Le développement de l’économie informelle et de la fraude constitue un double motif de préoccupation syndicale. L’économie informelle menace les systèmes de sécurité sociale en raison des évasions fiscales, de la concurrence déloyale sur le marché du travail et de l’effet contagieux qu’elle peut avoir sur le travail régulier. Les syndicats exigent également aux pouvoirs publics d’obliger les employeurs privés à respecter leurs obligations fiscales et sociales – en définitive, civiques – en établissant les mécanismes coercitifs nécessaires.

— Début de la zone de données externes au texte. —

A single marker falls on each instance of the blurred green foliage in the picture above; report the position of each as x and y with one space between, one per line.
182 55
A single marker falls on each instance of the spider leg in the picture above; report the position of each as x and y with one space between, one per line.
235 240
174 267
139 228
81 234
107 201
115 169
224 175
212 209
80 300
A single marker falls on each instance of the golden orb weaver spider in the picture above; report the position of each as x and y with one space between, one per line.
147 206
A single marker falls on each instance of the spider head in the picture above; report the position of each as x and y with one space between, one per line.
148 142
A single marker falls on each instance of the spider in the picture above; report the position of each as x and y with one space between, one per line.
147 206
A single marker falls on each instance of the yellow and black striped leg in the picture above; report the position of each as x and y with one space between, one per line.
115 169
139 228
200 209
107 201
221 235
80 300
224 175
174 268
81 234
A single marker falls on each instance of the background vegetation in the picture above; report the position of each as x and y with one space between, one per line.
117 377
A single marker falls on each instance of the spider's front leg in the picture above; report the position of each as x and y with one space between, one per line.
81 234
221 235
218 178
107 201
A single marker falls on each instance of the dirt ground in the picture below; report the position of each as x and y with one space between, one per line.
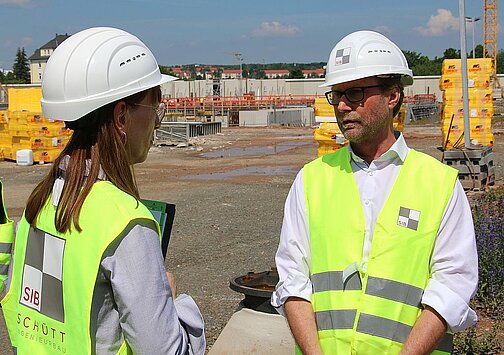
229 204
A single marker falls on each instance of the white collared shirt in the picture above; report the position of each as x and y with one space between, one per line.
454 263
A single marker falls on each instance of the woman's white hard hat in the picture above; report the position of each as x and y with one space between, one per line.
365 54
95 67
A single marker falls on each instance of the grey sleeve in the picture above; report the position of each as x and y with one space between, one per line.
147 312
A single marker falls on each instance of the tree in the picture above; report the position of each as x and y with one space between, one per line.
21 69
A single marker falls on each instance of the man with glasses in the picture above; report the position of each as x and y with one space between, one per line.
377 251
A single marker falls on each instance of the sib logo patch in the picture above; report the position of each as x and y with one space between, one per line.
408 218
42 286
342 56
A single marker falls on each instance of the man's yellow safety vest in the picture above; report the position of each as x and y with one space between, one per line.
371 308
6 240
48 307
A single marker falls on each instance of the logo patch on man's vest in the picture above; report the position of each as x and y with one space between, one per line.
408 218
342 56
42 287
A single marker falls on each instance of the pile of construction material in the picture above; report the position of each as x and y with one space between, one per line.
480 102
23 127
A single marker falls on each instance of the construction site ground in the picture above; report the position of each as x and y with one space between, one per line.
229 190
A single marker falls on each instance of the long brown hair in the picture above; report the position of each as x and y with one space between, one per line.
94 138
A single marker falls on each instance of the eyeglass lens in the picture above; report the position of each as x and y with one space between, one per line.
355 94
352 94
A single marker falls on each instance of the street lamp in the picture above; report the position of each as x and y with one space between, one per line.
472 20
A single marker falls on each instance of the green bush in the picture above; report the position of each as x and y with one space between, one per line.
488 215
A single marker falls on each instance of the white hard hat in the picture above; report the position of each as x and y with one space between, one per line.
364 54
95 67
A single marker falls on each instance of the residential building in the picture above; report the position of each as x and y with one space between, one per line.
276 73
39 59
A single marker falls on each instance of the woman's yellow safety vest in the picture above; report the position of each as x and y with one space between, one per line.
48 306
6 240
371 309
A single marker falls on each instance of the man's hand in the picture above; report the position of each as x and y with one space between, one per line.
303 326
426 334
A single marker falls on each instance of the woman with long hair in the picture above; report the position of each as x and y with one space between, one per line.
88 274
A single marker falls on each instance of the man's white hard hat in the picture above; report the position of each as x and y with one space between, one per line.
95 67
364 54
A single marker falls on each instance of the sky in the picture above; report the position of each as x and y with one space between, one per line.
211 31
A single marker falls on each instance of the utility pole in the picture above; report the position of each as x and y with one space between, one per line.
472 20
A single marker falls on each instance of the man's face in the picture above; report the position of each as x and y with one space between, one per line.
369 119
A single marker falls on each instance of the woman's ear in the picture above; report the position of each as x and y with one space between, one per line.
395 95
120 110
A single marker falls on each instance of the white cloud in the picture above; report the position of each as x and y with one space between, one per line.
439 24
26 41
15 2
384 30
275 29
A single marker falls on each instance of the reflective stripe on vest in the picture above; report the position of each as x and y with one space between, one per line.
398 265
48 306
6 240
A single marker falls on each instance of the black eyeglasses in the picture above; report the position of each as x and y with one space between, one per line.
355 94
160 110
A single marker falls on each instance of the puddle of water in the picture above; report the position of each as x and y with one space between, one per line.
251 151
248 171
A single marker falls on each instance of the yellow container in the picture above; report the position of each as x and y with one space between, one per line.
46 155
329 138
25 99
453 96
48 129
323 111
475 110
455 82
474 66
480 132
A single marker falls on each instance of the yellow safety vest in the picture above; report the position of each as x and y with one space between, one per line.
6 240
48 306
372 309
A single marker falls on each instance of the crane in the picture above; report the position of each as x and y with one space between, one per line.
490 28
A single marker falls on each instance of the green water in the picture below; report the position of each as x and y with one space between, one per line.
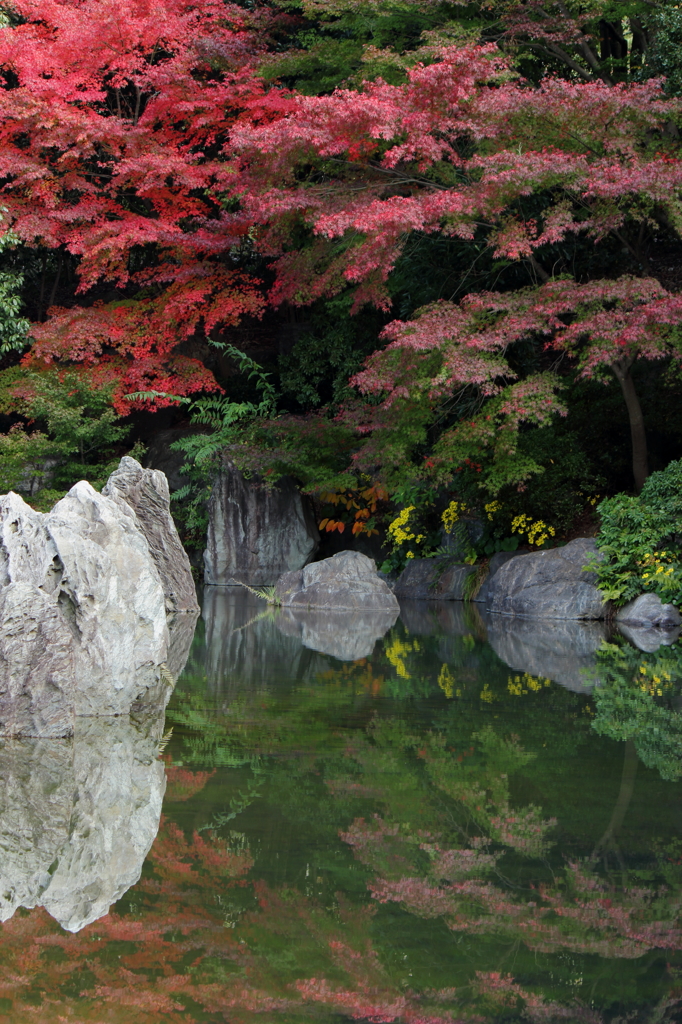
425 835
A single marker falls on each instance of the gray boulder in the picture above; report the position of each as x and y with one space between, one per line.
432 580
496 562
256 534
145 492
649 638
348 580
550 584
648 611
78 817
345 635
562 651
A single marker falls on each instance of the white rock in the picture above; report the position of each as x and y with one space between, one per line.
111 593
145 492
79 594
78 817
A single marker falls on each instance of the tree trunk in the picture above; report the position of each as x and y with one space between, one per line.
640 461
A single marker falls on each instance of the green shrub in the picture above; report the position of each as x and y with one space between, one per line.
641 541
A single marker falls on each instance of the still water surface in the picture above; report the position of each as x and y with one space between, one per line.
424 835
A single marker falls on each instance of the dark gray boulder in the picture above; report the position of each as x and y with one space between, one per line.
256 534
432 580
345 635
552 584
348 580
562 651
145 492
648 611
496 562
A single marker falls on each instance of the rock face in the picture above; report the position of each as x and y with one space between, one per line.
550 584
83 627
345 635
78 817
432 580
255 535
145 492
499 559
37 670
348 580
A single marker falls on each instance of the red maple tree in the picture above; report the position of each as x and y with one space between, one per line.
114 119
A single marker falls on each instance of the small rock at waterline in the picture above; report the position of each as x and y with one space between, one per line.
348 580
648 610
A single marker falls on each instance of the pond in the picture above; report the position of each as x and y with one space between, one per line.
429 830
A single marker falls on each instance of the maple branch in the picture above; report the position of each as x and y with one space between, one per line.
551 49
540 270
589 54
640 463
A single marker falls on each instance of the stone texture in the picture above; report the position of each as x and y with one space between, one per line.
548 585
562 651
648 610
496 562
37 665
80 600
348 580
345 635
649 638
432 580
78 817
145 491
111 594
256 534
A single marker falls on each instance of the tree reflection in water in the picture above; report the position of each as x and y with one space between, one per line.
421 837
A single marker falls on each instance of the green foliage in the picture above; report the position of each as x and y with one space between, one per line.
22 455
641 540
328 351
638 698
665 56
226 421
13 328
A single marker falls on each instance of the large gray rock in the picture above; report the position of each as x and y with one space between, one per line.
345 635
256 534
78 817
348 580
433 580
550 584
145 492
562 651
81 594
496 562
111 594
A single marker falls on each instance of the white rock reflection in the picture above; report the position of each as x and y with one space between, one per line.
78 816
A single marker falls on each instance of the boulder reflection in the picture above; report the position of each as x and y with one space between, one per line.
78 817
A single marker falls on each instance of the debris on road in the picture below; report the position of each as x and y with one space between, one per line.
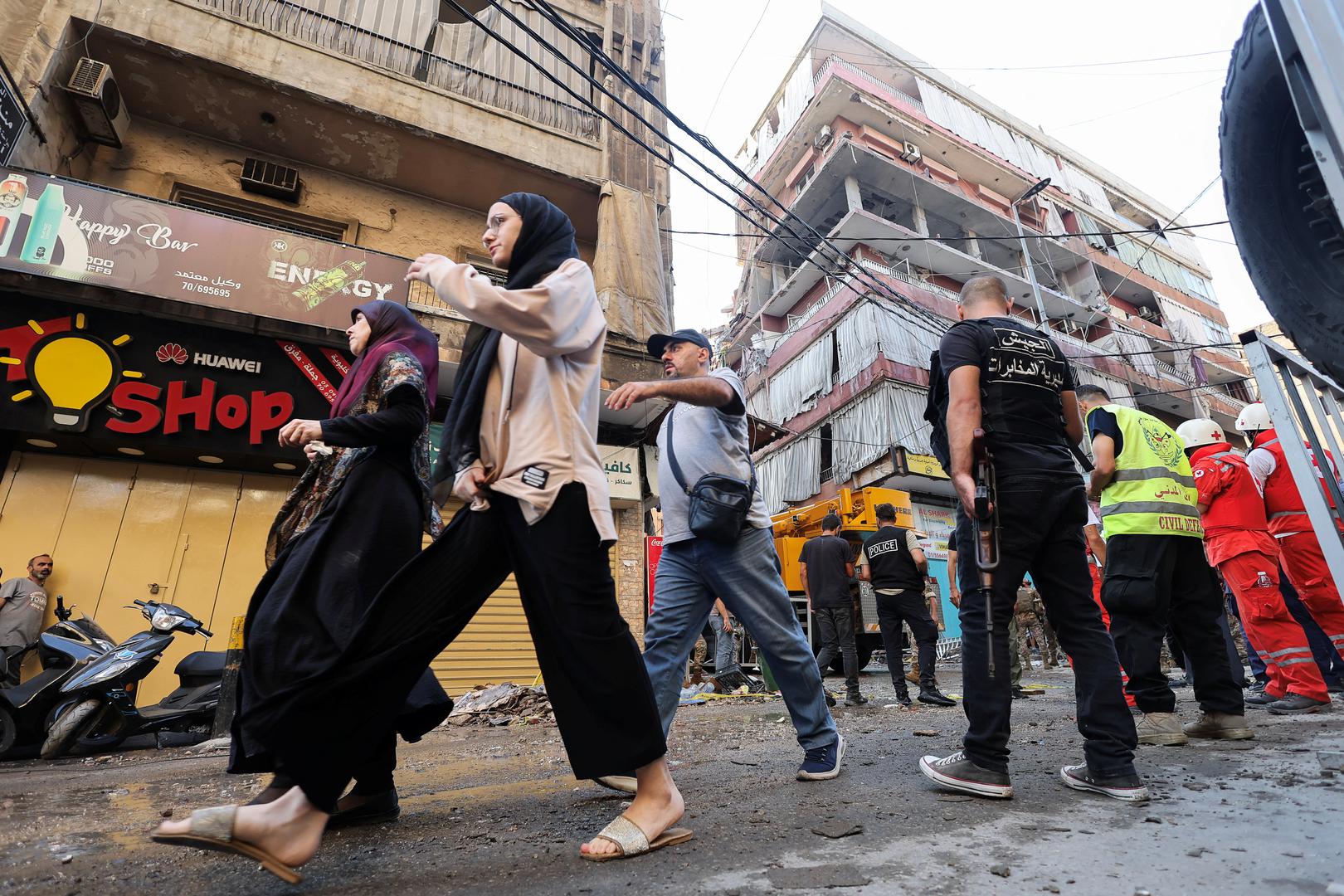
838 829
503 704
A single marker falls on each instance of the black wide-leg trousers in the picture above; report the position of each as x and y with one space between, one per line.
329 724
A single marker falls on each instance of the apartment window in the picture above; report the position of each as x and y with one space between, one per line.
340 231
827 445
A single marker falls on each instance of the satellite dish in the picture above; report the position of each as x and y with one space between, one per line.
452 17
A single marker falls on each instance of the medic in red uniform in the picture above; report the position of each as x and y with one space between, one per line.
1238 543
1289 524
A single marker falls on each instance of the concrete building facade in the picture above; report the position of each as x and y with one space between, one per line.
316 129
916 179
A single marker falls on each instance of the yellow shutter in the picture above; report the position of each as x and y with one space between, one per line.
494 646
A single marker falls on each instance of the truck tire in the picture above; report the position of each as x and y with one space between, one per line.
1285 223
67 728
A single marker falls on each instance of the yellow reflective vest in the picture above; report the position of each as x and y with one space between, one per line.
1153 489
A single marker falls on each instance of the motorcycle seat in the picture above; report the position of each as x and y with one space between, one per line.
202 664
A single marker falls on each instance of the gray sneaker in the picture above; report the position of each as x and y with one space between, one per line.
1160 730
1220 726
1125 787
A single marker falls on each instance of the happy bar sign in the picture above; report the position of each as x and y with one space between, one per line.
82 232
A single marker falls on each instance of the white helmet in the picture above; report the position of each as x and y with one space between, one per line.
1254 418
1200 431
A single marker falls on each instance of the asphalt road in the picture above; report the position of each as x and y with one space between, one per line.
494 811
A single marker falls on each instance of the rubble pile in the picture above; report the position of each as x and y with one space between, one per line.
503 704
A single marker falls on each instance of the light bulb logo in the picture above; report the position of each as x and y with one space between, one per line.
73 371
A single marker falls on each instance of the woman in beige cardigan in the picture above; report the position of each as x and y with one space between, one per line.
520 446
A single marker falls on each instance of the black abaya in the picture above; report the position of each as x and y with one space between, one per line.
311 601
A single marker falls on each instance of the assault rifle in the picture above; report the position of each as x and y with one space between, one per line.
986 523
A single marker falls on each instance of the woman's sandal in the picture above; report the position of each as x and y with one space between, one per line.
631 840
212 829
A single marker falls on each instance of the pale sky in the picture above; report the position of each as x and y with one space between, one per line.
1153 124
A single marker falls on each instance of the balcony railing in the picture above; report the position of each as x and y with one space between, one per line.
834 63
292 21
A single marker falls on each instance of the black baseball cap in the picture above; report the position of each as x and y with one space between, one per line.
659 342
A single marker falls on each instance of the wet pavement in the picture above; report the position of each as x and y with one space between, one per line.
494 811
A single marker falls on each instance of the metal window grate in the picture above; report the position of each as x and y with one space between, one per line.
270 179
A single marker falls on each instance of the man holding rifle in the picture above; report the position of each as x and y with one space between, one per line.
1012 382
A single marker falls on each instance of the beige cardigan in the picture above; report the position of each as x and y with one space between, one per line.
539 425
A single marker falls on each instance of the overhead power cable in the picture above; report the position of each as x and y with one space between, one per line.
962 240
641 90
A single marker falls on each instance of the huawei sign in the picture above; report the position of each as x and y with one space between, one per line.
171 353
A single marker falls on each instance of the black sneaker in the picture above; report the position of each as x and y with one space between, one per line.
936 698
1296 704
958 772
1125 787
823 763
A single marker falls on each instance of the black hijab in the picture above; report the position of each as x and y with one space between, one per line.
544 242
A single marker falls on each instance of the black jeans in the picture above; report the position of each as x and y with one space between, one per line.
1153 581
1042 518
836 627
593 670
910 607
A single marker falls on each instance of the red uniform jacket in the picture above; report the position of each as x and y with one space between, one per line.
1234 522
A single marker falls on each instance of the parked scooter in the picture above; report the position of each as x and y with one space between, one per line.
97 705
26 709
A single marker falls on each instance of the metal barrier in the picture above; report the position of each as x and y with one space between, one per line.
292 21
1304 406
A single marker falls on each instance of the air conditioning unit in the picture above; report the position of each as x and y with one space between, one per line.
99 100
269 179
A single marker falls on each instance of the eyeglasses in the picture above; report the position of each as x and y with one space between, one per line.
492 225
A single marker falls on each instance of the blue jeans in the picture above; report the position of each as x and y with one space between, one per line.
745 575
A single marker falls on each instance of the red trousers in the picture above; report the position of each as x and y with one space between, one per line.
1307 570
1278 638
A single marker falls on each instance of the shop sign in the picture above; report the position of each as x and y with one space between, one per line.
90 236
652 553
129 379
937 523
622 472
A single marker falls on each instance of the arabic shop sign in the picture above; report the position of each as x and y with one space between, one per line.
622 472
90 236
117 379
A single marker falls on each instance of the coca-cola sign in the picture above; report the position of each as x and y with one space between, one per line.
77 231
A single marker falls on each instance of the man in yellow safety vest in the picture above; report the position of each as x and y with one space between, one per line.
1157 571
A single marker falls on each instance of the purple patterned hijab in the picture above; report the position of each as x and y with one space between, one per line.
392 328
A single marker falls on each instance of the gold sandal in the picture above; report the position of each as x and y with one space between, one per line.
631 840
212 829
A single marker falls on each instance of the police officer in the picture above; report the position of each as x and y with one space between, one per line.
1015 383
1157 571
1238 543
895 564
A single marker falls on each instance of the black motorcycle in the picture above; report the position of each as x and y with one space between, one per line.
26 709
99 709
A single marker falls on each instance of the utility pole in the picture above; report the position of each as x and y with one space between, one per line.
1022 241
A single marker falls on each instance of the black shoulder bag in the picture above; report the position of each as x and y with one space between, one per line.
719 504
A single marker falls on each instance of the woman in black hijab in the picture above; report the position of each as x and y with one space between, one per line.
355 516
520 448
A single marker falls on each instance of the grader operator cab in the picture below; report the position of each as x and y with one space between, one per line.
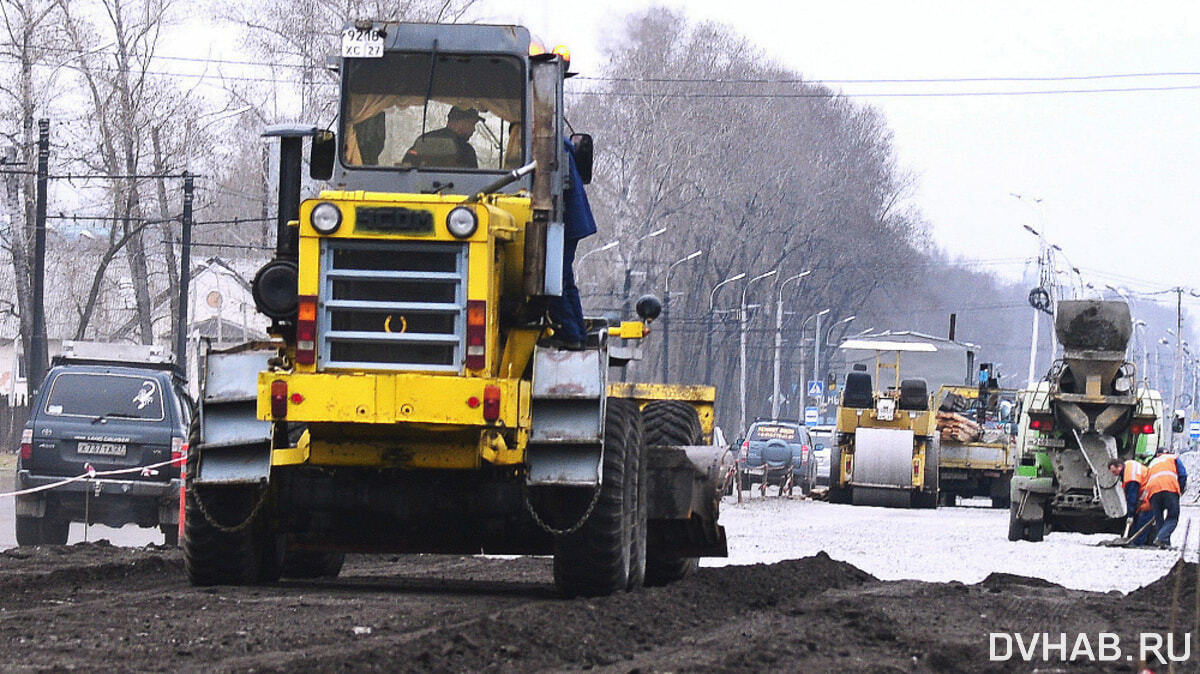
886 451
405 403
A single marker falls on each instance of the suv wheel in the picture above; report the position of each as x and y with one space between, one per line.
42 531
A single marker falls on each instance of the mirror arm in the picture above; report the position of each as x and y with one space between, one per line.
504 180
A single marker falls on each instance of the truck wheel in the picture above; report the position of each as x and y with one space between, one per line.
220 547
309 564
670 422
637 485
838 494
169 534
929 494
594 559
42 531
1000 493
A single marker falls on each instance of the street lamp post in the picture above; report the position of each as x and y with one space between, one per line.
1037 312
804 384
708 332
627 289
666 316
779 341
816 348
742 343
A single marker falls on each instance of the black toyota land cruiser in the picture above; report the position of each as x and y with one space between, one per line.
96 415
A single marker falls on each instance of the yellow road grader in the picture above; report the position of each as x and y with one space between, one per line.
886 449
409 399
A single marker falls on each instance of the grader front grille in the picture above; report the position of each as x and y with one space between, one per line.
393 306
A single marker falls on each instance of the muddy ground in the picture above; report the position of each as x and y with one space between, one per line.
96 607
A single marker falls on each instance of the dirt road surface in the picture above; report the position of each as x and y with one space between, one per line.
101 607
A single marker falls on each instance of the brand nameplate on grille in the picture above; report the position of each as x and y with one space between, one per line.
407 221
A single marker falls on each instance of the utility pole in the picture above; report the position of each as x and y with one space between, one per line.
666 316
185 271
742 347
712 326
37 347
816 354
779 342
1177 374
804 383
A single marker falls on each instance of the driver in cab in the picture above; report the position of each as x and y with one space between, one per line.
448 146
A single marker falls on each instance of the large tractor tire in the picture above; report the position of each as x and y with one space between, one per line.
637 483
226 539
594 560
670 422
309 564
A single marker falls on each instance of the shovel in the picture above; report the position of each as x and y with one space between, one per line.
1123 541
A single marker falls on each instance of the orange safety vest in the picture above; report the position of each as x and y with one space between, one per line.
1162 476
1137 471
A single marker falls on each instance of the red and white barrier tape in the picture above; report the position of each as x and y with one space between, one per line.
91 473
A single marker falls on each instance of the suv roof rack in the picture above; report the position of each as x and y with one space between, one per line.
99 353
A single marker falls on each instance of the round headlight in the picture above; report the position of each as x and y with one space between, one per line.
327 218
461 222
275 289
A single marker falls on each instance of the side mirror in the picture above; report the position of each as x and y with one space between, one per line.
582 143
648 307
322 155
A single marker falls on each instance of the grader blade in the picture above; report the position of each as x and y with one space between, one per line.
683 500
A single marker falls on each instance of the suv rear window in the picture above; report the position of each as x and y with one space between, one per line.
775 431
113 396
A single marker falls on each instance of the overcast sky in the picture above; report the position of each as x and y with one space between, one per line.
1115 170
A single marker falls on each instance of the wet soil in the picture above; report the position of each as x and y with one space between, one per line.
96 607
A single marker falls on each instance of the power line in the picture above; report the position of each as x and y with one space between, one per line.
886 95
892 80
1089 77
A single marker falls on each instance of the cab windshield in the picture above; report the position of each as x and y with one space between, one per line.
454 112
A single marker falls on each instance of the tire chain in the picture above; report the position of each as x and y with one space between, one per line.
569 530
226 529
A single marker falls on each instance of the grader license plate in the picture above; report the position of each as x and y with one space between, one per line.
361 43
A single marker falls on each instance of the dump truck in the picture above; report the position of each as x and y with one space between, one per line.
975 458
412 397
886 446
1087 410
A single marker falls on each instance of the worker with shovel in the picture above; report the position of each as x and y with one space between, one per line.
1165 481
1133 475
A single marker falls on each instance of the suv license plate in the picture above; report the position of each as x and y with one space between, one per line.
105 449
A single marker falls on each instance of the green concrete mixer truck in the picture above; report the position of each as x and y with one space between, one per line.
1087 410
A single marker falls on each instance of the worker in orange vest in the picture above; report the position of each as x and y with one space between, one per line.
1133 475
1165 481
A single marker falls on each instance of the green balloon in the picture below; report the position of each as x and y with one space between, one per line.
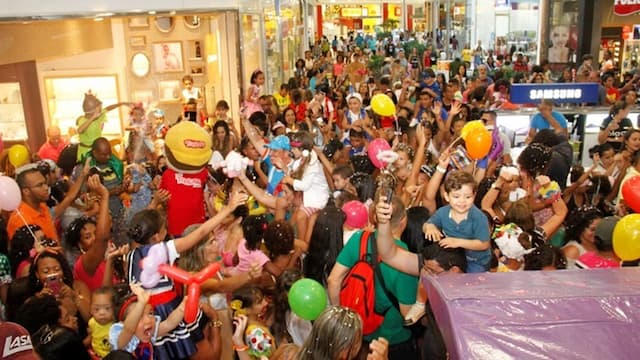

Une autre considération concerne le fonctionnement et la gestion des systèmes de sécurité sociale. Il existe des problèmes fréquents d’utilisation des ressources accumulées dans les caisses, que ce soit par l’administration ou de connivence avec les partenaires sociaux. Les organismes de gestion doivent cesser d’utiliser les ressources disponibles pour des actions irrégulières, et gérer les excédents au profit des intérêts des assurés et de l’emploi.
Réforme urgente ou marginalisation
Les centrales syndicales ont le choix entre devenir des reliques du passé ou s’imposer comme les forces de l’avenir. Les défis qu’elles doivent sont relever sont gigantesques. Conquérir et défendre leur autonomie – exigence indispensable pour être un contre-pouvoir, pour négocier, pour le dialogue social. Assurer un fonctionnement démocratique renforçant leur légitimité. Augmenter leur représentativité, en renforçant l’affiliation, en particulier des jeunes et des femmes qui aspirent à s’incorporer sur le marché du travail. Et développer leurs capacités d’analyse et de proposition.
D’autre part, les syndicats doivent relever le défi d’un dialogue constructif et d’une articulation avec le reste de la société civile, essentiel pour contribuer à la démocratisation de leurs pays. Finalement, ils doivent assumer l’interdépendance syndicale, et se coordonner à l’échelon régional maghrébin et international pour affronter des problèmes tels que les migrations ou la transnationalisation des entreprises. Pour toutes ces raisons, les syndicats européens et maghrébins insistent sur l’urgence de la création d’un cadre de dialogue social euro-méditerranéen entre les pays du sud et du nord de la Méditerranée, comptant sur la participation des gouvernements, du patronat et des organisations syndicales.